My mother marched at the head of a column of women, holding a heeled shoe (not her own, heels would have elevated her beyond Abba’s reach) in one hand. Behind her came an assortment of women from the neighbourhood armed with saucepans, rolling pins and more shoes. The dissipating crowd congealed again. Iron man’s pack-up speed seemed to increase, but the women were upon him in no time. Two, a matron and Agnes, a Goan girl from down the road, whose sister had been on the front side with me, went to attend to the boy on the pavement. The others formed a circle around the now visibly nervous ride operator, Ammi being the only one inside with him.
‘Since you don’t speak the language of reason, we have decided to teach you.’
‘Leave me alone.’
‘So you can go and abuse other people’s children? We’re all mothers here, we don’t think you should go so easily. We don’t like anyone picking on our children.’
‘He’s not your son. What do you care?’
‘But you also scared my daughter. You ruined her new Eid clothes, and you stole her money.’
‘She gave it to me herself.’
‘Ashoo?’ my mother called back to me over her shoulder, ‘did you give him your money yourself?’
‘Yes, but he was supposed to give me change back and he didn’t.’ Fair was fair.
‘Give her back her money.’
‘Here, take it.’ He threw some coins on the ground.
‘Pick it up and hand it to her.’
‘She can pick it up herself. Or why don’t you? Someone like you should be used to bending over.’
Iron man had decided to make a stand, cement his masculinity.The now-silent audience had left him with no option.
‘You also need to apologize to the boy, and give him some Eidi while you’re at it. All you’ve earned today will be fine,’ Ammi continued.
‘I’m not going to do anything of the sort.’
‘I really think you should.’
‘I don’t care what you think. You and all these other bitches go get lost I’m leaving,’ he turned away.
Moving quickly, Ammi scooted past him and grabbed the frayed leather satchel he had been about to pick up.
‘Give it back!’ he grabbed for it. She dangled it over her head, then swung it around her body when he lunged for it. This cat and mouse game continued, until he snarled his frustration and grabbed her arm, twisting it to bring the satchel back into his reach. Ammi’s howl of pain might not have been entirely contrived, and she did have bruises afterwards where his fingers had dug into her skin, but I think she exaggerated for effect. And it worked.
I think it was Ammi’s shoe that struck him first, but after that it was pretty much first come first serve. When it was over, the man crawled on his hands and knees to pick up the coins and offer them to me in one trembling hand. I only took exact change.
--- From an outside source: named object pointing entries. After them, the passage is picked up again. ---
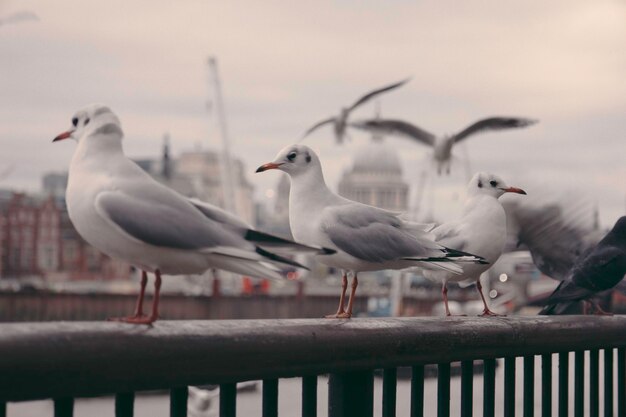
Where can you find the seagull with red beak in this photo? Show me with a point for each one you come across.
(480, 230)
(365, 238)
(119, 209)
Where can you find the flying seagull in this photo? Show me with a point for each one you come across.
(602, 269)
(365, 238)
(119, 209)
(340, 121)
(442, 145)
(481, 230)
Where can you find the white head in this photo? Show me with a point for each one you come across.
(484, 183)
(295, 160)
(95, 121)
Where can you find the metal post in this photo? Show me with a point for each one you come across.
(608, 382)
(390, 378)
(529, 386)
(309, 396)
(124, 404)
(563, 384)
(546, 385)
(417, 391)
(443, 390)
(594, 383)
(270, 398)
(489, 388)
(509, 387)
(351, 394)
(579, 383)
(467, 388)
(228, 400)
(178, 401)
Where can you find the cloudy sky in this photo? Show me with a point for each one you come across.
(284, 65)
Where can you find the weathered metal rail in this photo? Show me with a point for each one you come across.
(65, 360)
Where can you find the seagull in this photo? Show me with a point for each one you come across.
(602, 269)
(119, 209)
(442, 146)
(340, 121)
(481, 230)
(365, 238)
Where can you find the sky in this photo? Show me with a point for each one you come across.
(285, 65)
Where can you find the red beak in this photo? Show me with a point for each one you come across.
(63, 135)
(269, 165)
(514, 190)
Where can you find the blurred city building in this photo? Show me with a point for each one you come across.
(376, 178)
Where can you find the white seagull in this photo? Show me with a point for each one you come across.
(442, 145)
(481, 230)
(365, 238)
(123, 212)
(340, 121)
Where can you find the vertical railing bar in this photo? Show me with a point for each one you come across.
(529, 386)
(546, 385)
(228, 400)
(309, 396)
(489, 388)
(178, 401)
(579, 383)
(621, 382)
(443, 390)
(270, 398)
(124, 404)
(608, 382)
(417, 391)
(63, 407)
(390, 379)
(467, 388)
(351, 394)
(594, 383)
(563, 384)
(509, 386)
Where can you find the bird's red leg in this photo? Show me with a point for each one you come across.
(344, 286)
(139, 305)
(142, 292)
(486, 310)
(355, 283)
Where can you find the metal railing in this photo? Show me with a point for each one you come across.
(66, 360)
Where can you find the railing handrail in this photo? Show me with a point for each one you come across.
(74, 359)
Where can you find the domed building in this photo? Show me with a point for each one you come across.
(376, 178)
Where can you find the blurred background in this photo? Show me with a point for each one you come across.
(192, 80)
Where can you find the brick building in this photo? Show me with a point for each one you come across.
(37, 239)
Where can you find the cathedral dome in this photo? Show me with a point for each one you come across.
(377, 156)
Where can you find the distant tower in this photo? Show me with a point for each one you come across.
(166, 163)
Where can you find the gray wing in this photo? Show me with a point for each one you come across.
(451, 236)
(376, 92)
(317, 125)
(166, 220)
(396, 127)
(493, 123)
(557, 229)
(374, 235)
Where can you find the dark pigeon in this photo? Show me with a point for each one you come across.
(601, 269)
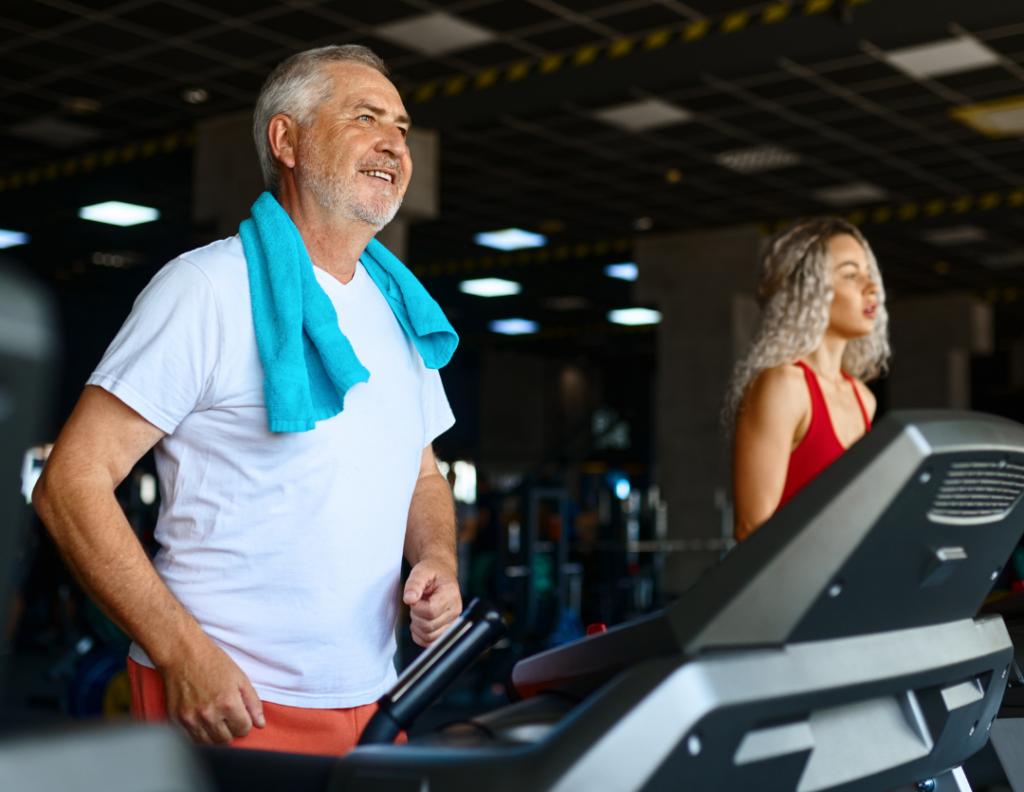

Then he apologized to once-brazen-now-sniffing boy, gave him lots of Eidi and was allowed to leave. Limping, bent, head-bowed as catcalls pursued him, it didn’t look like he would get very far before collapsing. The crowd finally dispersed, the women sweeping their children in tow as they headed home. The men were all laughing, grateful for the free holiday entertainment. It didn’t matter what had happened to whom or what was right or wrong, what was important was that there had been violence. And women. A man didn’t complain in the face of such munificence. The mind boggled.
‘Don’t think about it,’ Ammi stroked my hair as we walked home. ‘Men are different from us. Accept them as they are, learn to handle them, and be happy.’
Of course she never took her own advice.
DEKHTI ANKHON, SUNTAY KANON
STANDARD OPENING OF LONG RUNNING PAKISTANI GAME SHOW NEELAM GHAR
~
In the early years, my father loved my mother like the tide loves the shore; always drawn, never settling. That she charmed him was apparent even to the casual onlooker. He would buy her flowers on the street, gajras for her wrists, fresh roses for her hair. He would strut proudly by her side, stomach in, chest out, in a proprietary stride that would have looked funny on any other man but seemed appropriate on him.What he lacked in height he made up for in stature, in sheer intensity per-pound of weight. Broad-shouldered, square-jawed, hypnotic eyes and silky moustached, he made a striking escort for Ammi.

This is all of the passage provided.